Ice Breakers are a vital, and often overlooked aspect of teen library programs. Any teen librarian knows that there can be a lot of tension surrounding the first 5 minutes of a teen library event. Some teens arrive by themselves, nervous and shy, not sure what to expect. Ice Breakers are a great way to get everyone to relax, and set the tone for a fun, unique event.
But anyone who’s ever participated in a group ice breaker knows how utterly boring and awkward they can be. Our goal should be to run interesting ice breakers that get teens talking to each other, and most importantly…laughing. In any library program, every minute counts. Even ice breaker minutes.
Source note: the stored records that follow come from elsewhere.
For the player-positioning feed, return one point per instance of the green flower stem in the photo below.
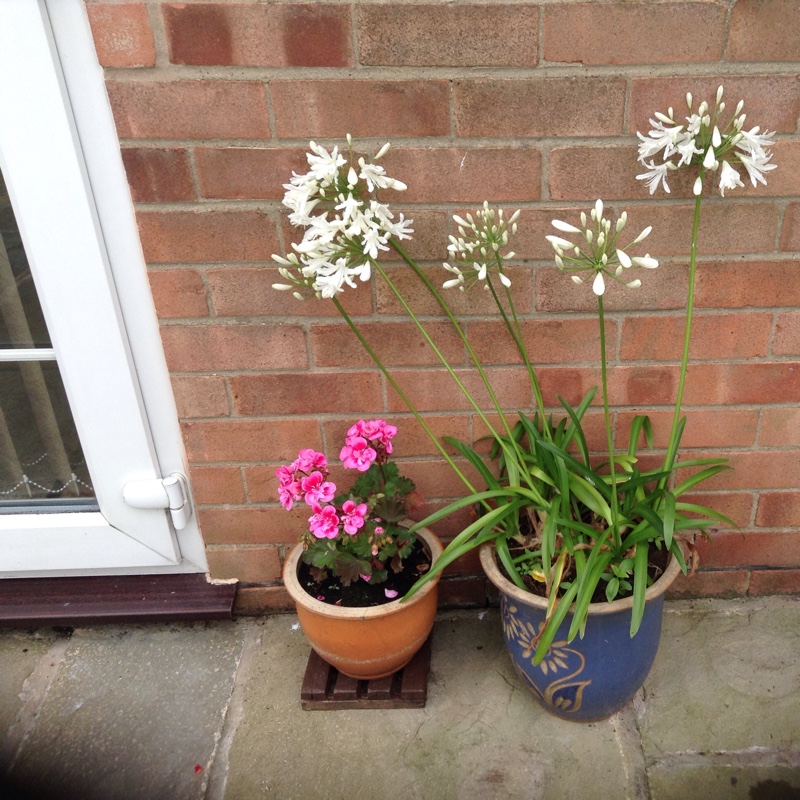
(374, 356)
(516, 334)
(615, 533)
(443, 305)
(674, 441)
Below are my tried and true suggestions for teen programming ice breakers: guaranteed to get them talking and laughing.
1. Telephone Pictionary
- Everyone gets a sheet of paper.
- Start by writing a sentence at the top – could be a description of a scene (e.g. Kanye West on a roller coaster), a character (A very tiny dragon with seven wings), or a story (Once upon a time a vampire fell in love with a ghost).
- Pass the paper to the next person
- Draw a picture representing the sentence at the top of the paper, to the best of your abilities
- Fold the top of the page down so only your drawing is visible
- Pass the paper to the next person
- Write a sentence describing the drawing in front of you
- Fold down the paper so only your sentence is visible
- Continue drawing, writing, folding, and passing for 5-6 rounds
- Take turns sharing the ridiculous progression of the story.
2. Pudding Pictionary
This is basically the same as normal Pictionary (2 teams, each gets 1 minute to get their teammates to guess their word) – except instead of drawing with a pencil and paper, you draw with your finger in pudding. It’s silly and gross and messy, and teens love it.
3. Words in a Bowl
There are two teams. Everyone gets 3-5 slips of paper and writes nouns on them – characters from shows, places, items. The words all go into one bowl. There are 3 rounds.
- In round one teams have to get their teammates to guess the words by describing them with as many words as they want.
- In round 2, teams can only use one word to describe the item.
- In round 3 teams must act out the word, but cannot make any sound.
- Bonus 4th round – teams act out the word, but must wear a blanket draped over top of themselves.
The teams alternate back and forth and have 1 minute each to get through as many words as possible. Each round ends when all the words in the bowl have been guessed. The words are reused each round.
4. Mind Readers
- Teens get into partners
- In round 1 they have 30 seconds to separately write down 7 foods
- They compare with their partner, and get a point for the number of items they have in common
- The pair with the most in common get to stay together, everyone else has to switch partners. This continues for each round.
- In round 2 they have 30 seconds to write down 6 movies
- Round 3 – 5 books
- Round 4 – 4 pop stars
- Round 5 – 3 animals
- Round 6 – 2 boys names
- Round 7 – 1 colour
- Optional Bonus Round – 1 minute to write down as many jobs as they can
- The person with the most points combined from each round wins!
Free Downloadable: Mind Readers Ice Breaker Sheet.
5. Ellen DeGeneres’ Heads Up!
Hilarious guessing game similar to Taboo where you have to get the person to guess the word on the screen. The app is available for 0.99 here, or you could simply create a deck of index cards with words written in big block letters.
6. Reverse Charades
The same as charades, except instead of one person acting out a word for a group of people to guess, a group of people act out a word for one person to guess. The guesser switches from round to round. Two teams can compete. This is hilarious to watch, and is great because it takes the pressure off the one actor.
What are your favourite unique ice breaker activities for library programs?